One belief we hold pretty deeply at Variance is that data produced by customers is more valuable than data produced about them by internal teams. While on first reading that doesn’t sound too controversial, when you start to think about the set of technologies that exist around the go-to-market process, it becomes clear how misaligned they are to the data that matters most.
We have three fundamental beliefs about how software sales work that sits at the center of how we build our product:
- Customer Data >= Seller Data: Not only do customers produce many times more data than an individual manually entering it, but it is also more accurate and doesn’t suck the life out of the seller to generate.
- Post-Signup >= Pre-Signup: In a world where everything is software, what happens after a prospect signs up is at least as important to the revenue team as what happens before. We also believe this data becomes more and more important in a world where the customer is asking (demanding?) to try your product before they purchase.

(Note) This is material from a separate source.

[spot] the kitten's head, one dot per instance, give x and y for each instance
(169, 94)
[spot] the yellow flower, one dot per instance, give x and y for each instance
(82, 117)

- Quant Stages >= Qual Stages: This one is touchy but it shouldn’t be. We know that human judgment is better than anything a machine can judge in a critical, high-stakes sales stage. Much like a human can make a left turn better than a self-driving car when it really counts. But most of the time you aren’t in a critical turn and you need something watching out for you and the stages of your sales. A milestone or quantitative approach to sales is fundamental to being a data-driven sales org. Milestones represent the actual behavior of prospects and customers and complement the insights of hard-charging revenue teams.
Types of Data along the Customer Journey
When we think about the Customer Journey it’s not enough to just say you’re collecting data along the way. The type of data, the systems you use to process it, and the ways your teams engage with those systems are equally, if not more, important than just filing away piles of journey data with no real plan on to use it.
To that end, we find it helpful to think about the categories of data based on its source. One note: These are our own definitions and don’t necessarily fit how the industry defines things. For instance, second party data is defined by some as first party data that is shared with another company. We don’t find this overly useful.
Zero Party: Data that comes from your company internally. eg. your sales or customer success representatives inputting data into GTM tools.
First Party: The data generated from a self-identified prospect or customer of your website, content, product, or services.
Second Party: Data that comes from unknown visitors to your website that can be enriched to provide you a directional insight on who they might be. (The idea behind calling it second party is that it’s third party data combined with some first party data.)
Third Party: Data that comes from other sources that you can purchased. This is also sometimes referred to as intent or dark data.
I’ve tried to create a way to visualize this data along the customer journey to help think through what type of data you are getting at each point in the customer journey. The more you can understand this, the better you can think about how to capture that data and how it can interact with your organization.
A few things might stick out to you on this graph:
- The Seller generated data stays fairly consistent through the pre- and post-sales process. This is most likely because of the methodology (MEDDPICC, Sandler, BANT, etc) the company uses and the way they’ve set up workflows in their CRM to capture the output of that methodology throughout the buying journey.
- Deanonymized and dark web data is almost completely gone by the time the customer is won. This should be fairly obvious, but it’s also important to realize that unlike customer/seller generated data, 2nd- and 3rd-party is most valuable in the pre-sales motion.
- Freemium and trial is like a data accelerator. Whatever you knew about a customer before is dwarfed by what you know about them after a trial and the gap only widens post-sale.
Once you have started to think through the journey, the next step would be to think about what system to collect this data in and how to let your revenue team engage with it. This process would involve traditional systems of records (eg. CRM, Warehouse, etc) along with systems of engagement (eg. marketing automation, Slack, etc). In our experience, this leaves a hole for the revenue team who need something more akin to a system of intelligence to help manage this data and make it as actionable as possible.
What do you think? Our hope is to write a follow-up piece that starts to catalog what data recording, intelligence, and engagement looks like for different types of companies.